The scenarios for needing to deploy SEV are many, and they all center around cryptographic isolation to boost the security within virtual (and sometimes containerized) environments. “If you look at the way this works today,” says Gibby, “admins spin up a hypervisor and then spin up individual VMs as needed and they have complete visibility into those VMs. They could scrape memory off any individual VM and do whatever they wanted to do with that data. Given the fact that anywhere from 30 percent to 40 percent of data breaches were initiated through inside attacks, SEV is an important feature. With SEV enabled, the admins or anyone else does not have access to the memory used by the hypervisor or the VMs. Or, let’s say someone fell victim to a phishing attack and one of the VMs was compromised. In today’s environment, an experienced hacker can break out of that VM and into another VM and get data from them or even get access to the hypervisor and then have access to everything within them as well. With SEV enabled, even if a VM is compromised, they can’t break out of that and into the other VMs or even the hypervisors because they were all issued unique keys and when they look at the encrypted data it will just look like gibberish.”

Keeping systems secure is an ongoing battle, as we said at the start of this article, and AMD is gloating a little bit that the “Foreshadow” L1 Terminal Fault security vulnerabilities revealed last week – part of an evolving collection of security holes related to speculative execution and in this case affecting the Secure Guard Extensions (SGX) security features on Intel’s Xeon processors. SGX addresses some of the security issues that SME and SEV do, but AMD adds the functionality underneath the operating system, hypervisor, and virtual machines wherever possible, while SGX is an add-on to the X86 instruction set that allows for segments of memory affiliated with applications to be encrypted. But you have to tweak the applications to take advantage of SGX, and that is a problem for a lot of IT organizations.

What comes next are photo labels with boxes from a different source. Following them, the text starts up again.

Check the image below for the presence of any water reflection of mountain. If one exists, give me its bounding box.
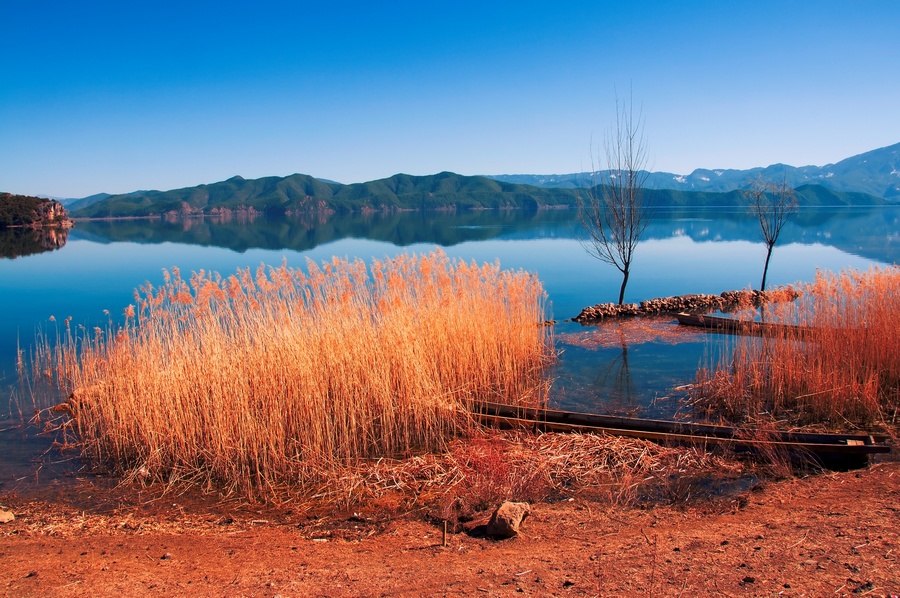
[0,227,70,258]
[72,207,900,263]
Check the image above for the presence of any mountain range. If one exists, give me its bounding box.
[490,143,900,202]
[59,143,900,218]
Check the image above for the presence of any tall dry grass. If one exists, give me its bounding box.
[693,266,900,427]
[34,252,553,494]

Separate from SGX and not covered extensively after the initial disclosure, with the Foreshadow speculative execution exploits, it looks like in some cases companies will have to decide between having HyperThreading turned on or off on their systems, which is something that is not going to go down well with highly virtualized environments. While the performance penalties associated with mitigating against the Foreshadow attacks seem to be minimal in a lot of cases, that is not the point. In some cases, where the environment is heavily virtualized and you cannot guarantee the trust level on guest VMs, the overhead of the patches combined with turning off HyperThreading can eat half of the virtual threads and anywhere from 20 percent to 30 percent of the performance in the system. This is a very big deal. And AMD says that its Epyc chips are not affected by the Foreshadow exploits, so this can be a game changer in cloud environments where companies absolutely do not want to run the risk of compromised VMs and it might be a boon for AMD’s Epyc sales because of this.

There is more ahead for embedded security in the Epyc server chip line. “Security is always an ongoing battle, and we have plans to further harden and improve our security solutions at the hardware level over several generations,” says Gibby. At the moment, the L1, L2, and L3 caches on the Epyc processors are already covered in a way. They are not encrypted, but SEV hardware tags code all the data with a VM address space identifier that indicates the VM where the data originated from and its intended target. This tag is kept with the data at all times within the Epyc processor and prevents that data from being used by anyone other than the owner. This protects the cache and ensures that the data in the VMs remains isolated from each other and the hypervisor. AMD could do more explicit security here, such as directly encrypting cache as it does memory. AMD is already working with the Linux community to encrypt registers on the processors, for instance. The idea is to continue to innovate on security and give the Epyc chips yet another leverage point to get into the datacenter.